SY Kızıl Bayrak/İzmir




Zindanlardan kısa kısa...


İHD İstanbul Şubesi İstiklal Caddesi’nde bildiri dağıttı

İnsan Hakları Derneği İstanbul Şubesi F tipi cezaevlerindeki yaşanan insanlık dışı uygulamaları oturma eylemi yaparak protesto etti. 22 Mayıs Çarşamba günü İstiklal Caddesi’nde “Ölümleri görün, çığlıkları duyun, susmayın!” başlıklı özel sayı dağıtarak, Ölüm Oruçları’nda 215. güne girildiğini belirttiler.

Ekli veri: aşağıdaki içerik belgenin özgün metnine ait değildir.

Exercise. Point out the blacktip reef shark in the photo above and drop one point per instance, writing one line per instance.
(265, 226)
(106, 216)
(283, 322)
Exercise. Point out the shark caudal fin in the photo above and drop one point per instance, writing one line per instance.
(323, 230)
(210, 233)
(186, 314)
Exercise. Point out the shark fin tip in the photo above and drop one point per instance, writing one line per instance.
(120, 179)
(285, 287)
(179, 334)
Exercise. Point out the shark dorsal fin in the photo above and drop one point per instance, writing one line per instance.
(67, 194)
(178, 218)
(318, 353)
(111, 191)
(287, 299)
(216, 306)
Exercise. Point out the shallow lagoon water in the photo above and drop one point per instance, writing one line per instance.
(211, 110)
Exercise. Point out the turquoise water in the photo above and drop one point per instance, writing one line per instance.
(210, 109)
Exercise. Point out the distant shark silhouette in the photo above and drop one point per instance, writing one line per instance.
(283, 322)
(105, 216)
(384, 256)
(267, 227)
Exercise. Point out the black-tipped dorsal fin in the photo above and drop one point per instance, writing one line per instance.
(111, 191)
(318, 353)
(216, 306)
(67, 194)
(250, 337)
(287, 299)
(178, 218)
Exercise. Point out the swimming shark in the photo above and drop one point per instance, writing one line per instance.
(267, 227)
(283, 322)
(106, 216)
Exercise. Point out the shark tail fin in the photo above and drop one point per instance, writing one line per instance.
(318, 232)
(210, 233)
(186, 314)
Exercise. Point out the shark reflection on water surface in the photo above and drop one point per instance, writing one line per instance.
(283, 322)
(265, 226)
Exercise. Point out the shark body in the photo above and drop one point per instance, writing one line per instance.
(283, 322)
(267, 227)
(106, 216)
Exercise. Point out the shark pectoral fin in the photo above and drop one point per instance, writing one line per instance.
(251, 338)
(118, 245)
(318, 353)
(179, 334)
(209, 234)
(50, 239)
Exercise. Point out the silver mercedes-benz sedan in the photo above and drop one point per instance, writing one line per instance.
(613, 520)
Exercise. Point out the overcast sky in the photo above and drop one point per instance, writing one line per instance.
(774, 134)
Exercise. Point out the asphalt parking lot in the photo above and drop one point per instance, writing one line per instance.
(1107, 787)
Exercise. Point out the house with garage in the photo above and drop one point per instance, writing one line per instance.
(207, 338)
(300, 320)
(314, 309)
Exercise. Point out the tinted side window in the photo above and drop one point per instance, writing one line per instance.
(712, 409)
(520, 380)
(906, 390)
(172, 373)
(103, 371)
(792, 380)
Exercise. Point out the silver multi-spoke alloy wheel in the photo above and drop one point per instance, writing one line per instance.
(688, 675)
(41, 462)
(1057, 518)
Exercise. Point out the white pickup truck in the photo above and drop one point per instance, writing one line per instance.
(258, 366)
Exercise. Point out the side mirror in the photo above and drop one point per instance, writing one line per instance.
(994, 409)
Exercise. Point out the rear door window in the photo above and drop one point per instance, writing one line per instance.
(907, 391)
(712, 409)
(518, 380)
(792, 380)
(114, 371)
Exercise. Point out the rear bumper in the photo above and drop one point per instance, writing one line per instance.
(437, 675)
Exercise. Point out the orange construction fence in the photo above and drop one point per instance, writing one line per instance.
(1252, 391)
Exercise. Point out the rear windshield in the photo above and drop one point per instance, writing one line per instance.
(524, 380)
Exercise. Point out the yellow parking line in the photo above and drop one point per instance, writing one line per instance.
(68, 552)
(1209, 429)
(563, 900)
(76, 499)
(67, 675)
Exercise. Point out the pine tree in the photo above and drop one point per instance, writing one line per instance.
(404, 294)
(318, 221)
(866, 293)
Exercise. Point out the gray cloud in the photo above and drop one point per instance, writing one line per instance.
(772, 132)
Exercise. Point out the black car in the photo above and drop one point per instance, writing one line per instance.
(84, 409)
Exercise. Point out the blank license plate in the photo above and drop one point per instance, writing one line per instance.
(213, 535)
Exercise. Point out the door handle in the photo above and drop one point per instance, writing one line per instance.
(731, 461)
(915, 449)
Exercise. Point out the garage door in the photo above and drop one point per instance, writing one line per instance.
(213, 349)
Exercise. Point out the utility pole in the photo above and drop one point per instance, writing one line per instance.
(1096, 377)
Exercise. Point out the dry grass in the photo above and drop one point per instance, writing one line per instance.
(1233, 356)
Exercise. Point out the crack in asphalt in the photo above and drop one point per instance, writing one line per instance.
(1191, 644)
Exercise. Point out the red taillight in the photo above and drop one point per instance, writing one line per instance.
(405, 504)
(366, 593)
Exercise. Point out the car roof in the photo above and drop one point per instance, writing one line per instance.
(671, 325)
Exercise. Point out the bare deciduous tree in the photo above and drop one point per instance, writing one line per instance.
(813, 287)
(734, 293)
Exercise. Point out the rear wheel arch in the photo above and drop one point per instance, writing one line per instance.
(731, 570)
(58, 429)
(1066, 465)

Açıklamada “Yeni ölümler istemiyoruz. F tipi cezaevlerini kapatın” denildi.

Adem Kepeneklioğlu’na 3 yıl hücre cezası

Minerva Hukuk Bürosu tarafından yapılan yazılı açıklamada, Tekirdağ F Tipi Cezaevi’nde bulunan müvekilleri Adem Kepeneklioğlu’nun 1988 yılında firar ve 1993 yılında da firara teşebbüs ettiği gerekçesiyle 3 yıl kesintisiz hücre cezasına çarptırıldığı belirtildi. Ve bu zaman zarfı içinde Kepenklioğlu’nun havalandırmaya çıkartılmayacağı ve ailesiyle 15 günde bir sadece 1 saat görüştürüleceği, mektuplarının da aynı aralıkla verileceği bildirildi.